New Zealand-born designer Sophie Rowley gives new life to discarded denim offcuts by recycling them into pieces of furniture with marble-like markings.
Called Bahia Denim, Rowley's material development project has seen her transform discarded jean textiles into a series of tables featuring mottled patterns that bear a likeness to marble.
The former Central Saint Martins student takes post-consumer denim offcuts from the production waste of fashion industries and from households to create the new material.
She layers the textile offcuts on top of each other and bonds it together using resin, before carving it into different elementary shapes and assembling them in playful ways to make furniture pieces.
This process makes each design unique; varied in size, shade, colour and texture by the non-standardised nature of the process and the waste materials used.
Lightweight yet durable, the denim material allows for diverse application in furniture, wall panelling or on interior surfaces.
According to the Berlin-based designer, Bahia Denim is characterised by its visual resemblance to marble, which is why it is named after the Brazilian blue marble Azul Bahia.
The project was born when Rowley started experimenting with different ways of reworking household waste, beginning with more commonplace remnants such as glass, styrofoam, textiles and plastics.

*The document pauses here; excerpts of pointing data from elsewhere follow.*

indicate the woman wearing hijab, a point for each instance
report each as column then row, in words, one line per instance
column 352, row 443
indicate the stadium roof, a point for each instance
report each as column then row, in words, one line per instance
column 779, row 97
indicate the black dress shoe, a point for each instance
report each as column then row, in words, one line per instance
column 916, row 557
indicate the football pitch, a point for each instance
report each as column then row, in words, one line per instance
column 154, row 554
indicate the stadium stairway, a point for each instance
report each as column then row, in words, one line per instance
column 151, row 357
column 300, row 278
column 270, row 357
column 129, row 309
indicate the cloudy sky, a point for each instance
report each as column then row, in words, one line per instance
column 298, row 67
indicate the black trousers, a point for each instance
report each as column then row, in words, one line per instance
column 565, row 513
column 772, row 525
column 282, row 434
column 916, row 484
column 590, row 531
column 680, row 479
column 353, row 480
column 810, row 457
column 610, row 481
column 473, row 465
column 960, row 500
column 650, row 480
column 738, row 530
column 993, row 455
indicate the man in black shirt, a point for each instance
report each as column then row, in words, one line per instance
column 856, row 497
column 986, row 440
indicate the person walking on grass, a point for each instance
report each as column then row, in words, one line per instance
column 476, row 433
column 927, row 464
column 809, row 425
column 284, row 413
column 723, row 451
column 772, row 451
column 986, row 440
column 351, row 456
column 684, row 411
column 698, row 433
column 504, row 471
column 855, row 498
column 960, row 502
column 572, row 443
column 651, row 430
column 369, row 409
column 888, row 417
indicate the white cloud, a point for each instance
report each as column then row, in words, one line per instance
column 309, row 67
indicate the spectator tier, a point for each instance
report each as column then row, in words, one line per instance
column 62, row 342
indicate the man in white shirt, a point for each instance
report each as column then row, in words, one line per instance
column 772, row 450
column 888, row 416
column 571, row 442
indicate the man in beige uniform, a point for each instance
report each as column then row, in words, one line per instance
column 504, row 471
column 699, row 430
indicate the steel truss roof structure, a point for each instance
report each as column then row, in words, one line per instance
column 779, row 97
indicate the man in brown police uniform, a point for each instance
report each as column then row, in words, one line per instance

When she decided to move on to denim textiles, she researched the construction of sedimentary rocks, which are formed from the broken remains of other rocks that become fused together.
She attempted to replicate this additive nature by building up layers of denim waste, using different shades and sizes of the material to develop varied and vibrant patterns.
"By applying a set of industrial and craft processes to these waste materials, I was able to experiment until the materials took on completely new aesthetics and were almost simulating natural materials such as stone or wood," Rowley told Dezeen.
"The idea of starting with something very worthless and making it into something aesthetic has always been appealing to me," she continued.
"I wanted to prove that it is not necessarily the material source which decides on the value associated with materials but more so how we work with materials themselves and the processes we apply to them."
Rowley initially developed the Bahia Denim as slabs of material before moving onto the creation of furniture and products.
"Once it is made into a material it can be processed in a similar way as wood is," she explained. "For the rounded shapes that were made for the Bahia Denim Slate tables, the material was formed over a mould and could then take on a three-dimensional shape."
Rowley is just one of many designers focusing their efforts on using recycled materials in their work. Dutch startup Plasticiet used recycled plastic to create materials with a similar appearance to manmade stone composites like terrazzo, while Simone Post designed a series of graphic rugs from old trainers for sportswear giant Adidas.